Ihr wisst genau, dass ihr mich liebt
oder?
Jenny stippte den kleinen Finger in den Hummus,
steckte ihn in den Mund und lutschte nachdenklich daran. Obwohl sie Dan ein
bisschen vermisste, änderte das nichts an der Tatsache, dass er ein elender
Trauerkloß war - ob er nun mit Serena zusammen war oder nicht. Je mehr Jenny
darüber nachdachte, desto klarer wurde ihr, dass Serena gar nicht Dans
Freundin sein musste, um ihre Freundin zu sein. Schließlich hatte Jenny ihr
geholfen, ihren Film zu drehen. Sie konnte jederzeit auf sie zugehen und mit
ihr reden. Sie war nicht mehr Dans kleine Schwester Jenny, sie war jetzt
Jennifer, mit eigener Daseinsberechtigung und einem heiß begehrten Zwölft-
klässler zum Freund.
Sie sah zu Vanessa auf und lächelte. Vielleicht konnte
sie ein gutes Werk tun.
»Serena hat übrigens versucht, eins von Dans
Lieblingsbüchern zu lesen«, erzählte sie kichernd. »Sie fand es total scheiße
und hat es noch nicht mal fertig gelesen.«
Vanessa runzelte die Stirn. »Und?«
Jenny zuckte mit den Schultern. »Na ja, ich wollte
damit nur sagen, dass die beiden, glaub ich, nicht besonders viele gemeinsame
Interessen haben.«
Vanessa kniff die Augen zusammen. »Und das sagt das
Mädchen, das Serena die Fußsohlen lecken würde, wenn sie darum bitten würde?«
Jenny öffnete den Mund, um zu protestieren. Dann
machte sie ihn wieder zu. Irgendwie hatte Vanessa ja Recht. Sie war Serena wie
ein kleines Schoßhündchen hinterhergedackelt. Aber das war einmal. Jetzt war
sie Jennifer.
»Ich dachte ja nur. Wenn du dich immer noch für Dan
interessierst, solltest du was unternehmen. Könnte sein, dass du eine
Überraschung erlebst«, sagte Jenny.
Vanessa schüttelte den Kopf. »Das ist vorbei.« Sie
griff nach einem dreieckigen Stück Pita und riss es ärgerlich in der Mitte
auseinander.
»Glaub ich nicht.«
Vanessa ließ sich von anderen extrem ungern
vorschreiben, wie sie sich zu verhalten habe, besonders von kleinen Mädchen.

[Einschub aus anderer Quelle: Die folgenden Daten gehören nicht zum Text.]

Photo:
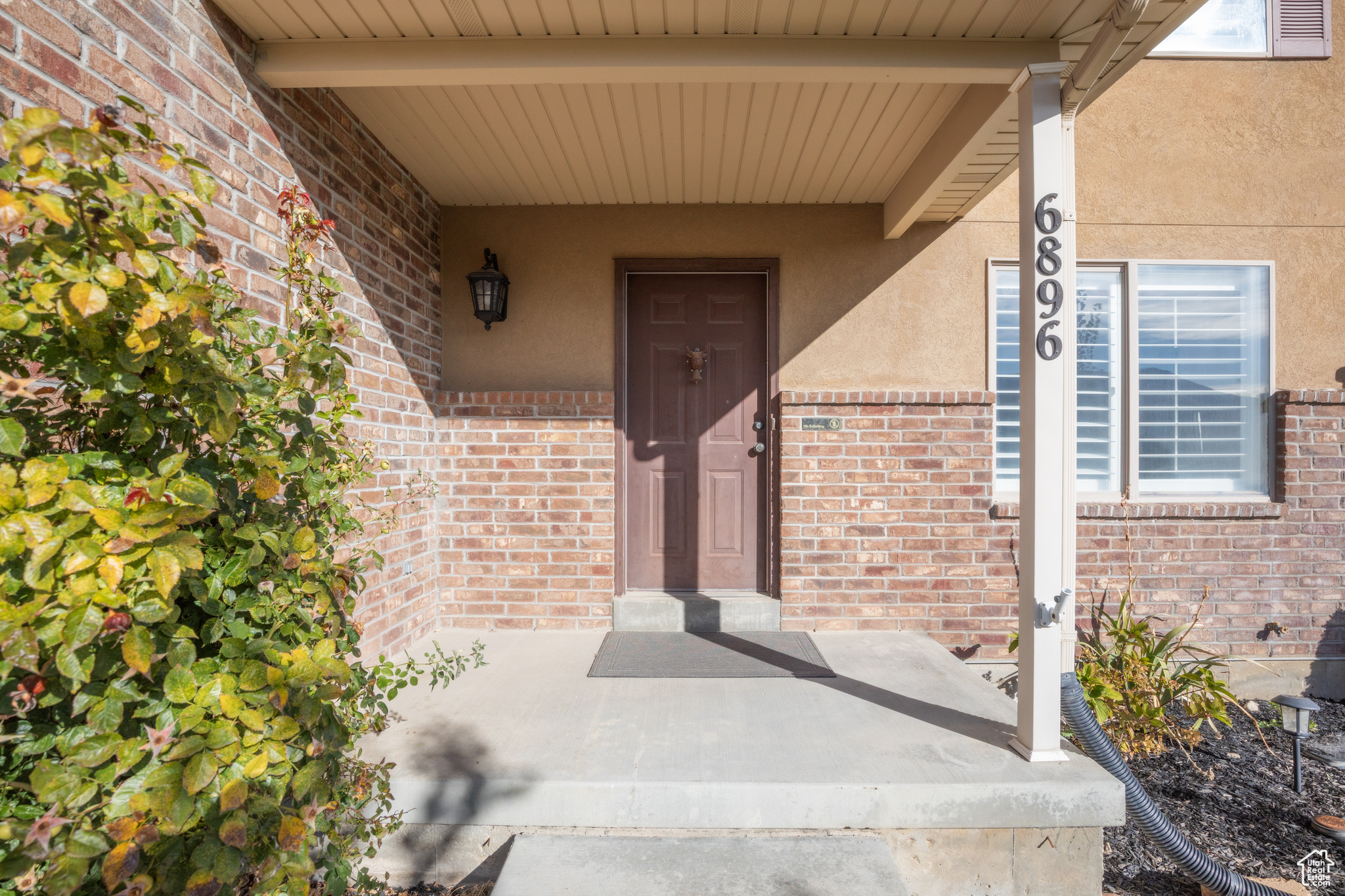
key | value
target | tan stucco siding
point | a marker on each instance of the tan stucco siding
(856, 310)
(1238, 160)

Aber Jenny schien es ernst zu meinen, und wenn Vanessa ehrlich war, musste sie
zugeben, dass sie sich eindeutig noch für Dan interessierte.
Sie strich sich über den fast kahlen Kopf und sah
Jenny in die Augen. »Du meinst also, ich hab Chancen?«
Jenny betrachtete Vanessa kritisch. Sie hatte ein
ziemlich gut geschnittenes Gesicht. Mit etwas Lipgloss könnte sie glatt wie ein
Mädchen aussehen. Sie war auch längst nicht so eisenhart und exzentrisch, wie
sie immer tat.
»Vielleicht müsstest du dir die Haare ein bisschen
wachsen lassen, aber... ja, ich glaub, aus euch könnte was werden«, meinte sie.
»Ihr seid doch schon jetzt total gut befreundet. Ihr müsst nur eine Stufe
weiter gehen.«
Ein Mädchen mit Freund wird automatisch zur Expertin
in Liebesfragen.
b dämmert etwas
»Na? Wie lief es?«, fragte Aaron, als Blair nach ihrem
Gespräch zum Wagen zurückkam. Er hockte auf der Motorhaube, schrammelte auf
seiner Gitarre herum und hatte eine Kräuterzigarette im Mundwinkel klemmen. Er
sah aus, als wäre er in Yale zu Hause.
»Ganz okay«, sagte Blair zögernd. Sie war noch nicht
wieder in die Wirklichkeit zurückgekehrt. Sie machte die Beifahrertür auf,
setzte sich und zog ihre Schuhe aus. »Ich glaub, ich hab eine Blase.
Scheißschuhe.«
Aaron öffnete die Fahrertür und rutschte hinters
Steuer. »Was wollten sie denn wissen?«, fragte er.
»Ach, das Übliche. Warum wollen Sie nach Yale... so
was eben«, murmelte Blair, die sich nur ganz nebelhaft an das Gespräch
erinnerte. Sie war einfach nur froh, dass es vorbei war.
»Klingt nach Standardprozedur«, sagte Aaron. »Du hast
es bestimmt gut gemacht.«
»Hmhm, ja.« Blair drehte sich um
und wollte nach ihrer Tasche greifen. Auf dem Rücksitz lag ein Buch.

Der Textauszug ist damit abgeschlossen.